Abdul Wahab al-Bayati
The Arab Refugee
Ants gnaw his flesh
Crows peck his flesh
The Arab refugee nailed to the cross.
The Arab refugee
Begs and spends his nights in railway stations
Crying his eyes out.
And Jaffa is just a small label
On a box of oranges.
Stop knocking on my door
There’s no life left in me.
And Jaffa is just an orange label
It leaves the dead undisturbed.
They’ve sold the memory of Saladin
They’ve sold his horse and shield
They’ve sold the graves of refugees.
Wo would buy an Arab refugee for a loaf of bread?
My blood is running dry
But you go on laughing.
I am Sinbad
I store my treasures in your children’s hearts.
Ants gnaw his flesh
Crows peck his flesh
The Arab refugee begging at your door.
inModern Poetry of the Arab World, – transl. and ed. by Abdullah al-Udhari, Penguin Books, Harmondsworth, 1986, 36-37)
Mahmoud Darwish
We Travel Like Other People
We travel like other people, but we return to nowhere.
As if travelling
Is the way of the clouds
We have buried our loved ones in the darkness
of the clouds, between the roots of the trees.
And we said to our wives:
go on giving birth to people like us for
hundreds of years so we can complete this journey
To the hour of a country, to a metre of the impossible.

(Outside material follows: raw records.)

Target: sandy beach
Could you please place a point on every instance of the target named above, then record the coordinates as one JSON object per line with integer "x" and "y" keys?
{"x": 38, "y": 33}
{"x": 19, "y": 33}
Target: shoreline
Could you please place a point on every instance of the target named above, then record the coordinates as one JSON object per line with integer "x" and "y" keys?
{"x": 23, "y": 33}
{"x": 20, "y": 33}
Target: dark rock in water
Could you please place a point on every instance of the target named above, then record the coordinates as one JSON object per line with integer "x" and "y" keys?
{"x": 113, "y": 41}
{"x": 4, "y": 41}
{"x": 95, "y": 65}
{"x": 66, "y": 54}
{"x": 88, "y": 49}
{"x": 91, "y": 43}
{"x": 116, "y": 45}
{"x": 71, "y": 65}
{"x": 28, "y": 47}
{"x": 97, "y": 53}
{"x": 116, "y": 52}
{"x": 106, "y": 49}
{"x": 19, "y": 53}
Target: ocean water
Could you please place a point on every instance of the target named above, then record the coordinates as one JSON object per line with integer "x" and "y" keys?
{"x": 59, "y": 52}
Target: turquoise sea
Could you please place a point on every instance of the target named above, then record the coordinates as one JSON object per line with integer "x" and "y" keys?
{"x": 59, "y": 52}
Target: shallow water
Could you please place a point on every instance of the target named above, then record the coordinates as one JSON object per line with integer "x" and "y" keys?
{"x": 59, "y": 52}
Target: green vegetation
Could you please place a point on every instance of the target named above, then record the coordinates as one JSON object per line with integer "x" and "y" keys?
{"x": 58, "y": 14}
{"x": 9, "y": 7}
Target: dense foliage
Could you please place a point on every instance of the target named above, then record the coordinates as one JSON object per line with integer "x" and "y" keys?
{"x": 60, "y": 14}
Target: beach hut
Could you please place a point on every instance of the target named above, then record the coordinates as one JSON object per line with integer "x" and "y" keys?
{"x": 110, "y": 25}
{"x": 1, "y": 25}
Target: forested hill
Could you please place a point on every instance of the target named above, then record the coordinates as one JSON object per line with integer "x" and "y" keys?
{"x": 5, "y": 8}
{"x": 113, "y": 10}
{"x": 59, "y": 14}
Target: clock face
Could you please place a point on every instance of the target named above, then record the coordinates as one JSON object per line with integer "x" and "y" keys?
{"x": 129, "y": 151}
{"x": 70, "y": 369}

We travel in the carriages of the psalms,
sleep in the tents of the prophets
And come out of the speech of the gypsies.
We measure space with hoopoe’s beak or sing to while away the
distance and cleanse the light of the moon.
Your path is long so dream of seven women to bear this long path.
On your shoulders.
Shake for them palm trees so as to know their
names and who’ll be the mother of the boy of Galilee.
We have a country of words.
Speak speak so I can put my road on the
stone of a stone.
We have a country of words.
Speak speak so we may know the end of
This travel.
in Modern Poetry of the Arab World, – transl. and ed. by Abdullah al-Udhari, Penguin Books,Harmondsworth, 1986, 142)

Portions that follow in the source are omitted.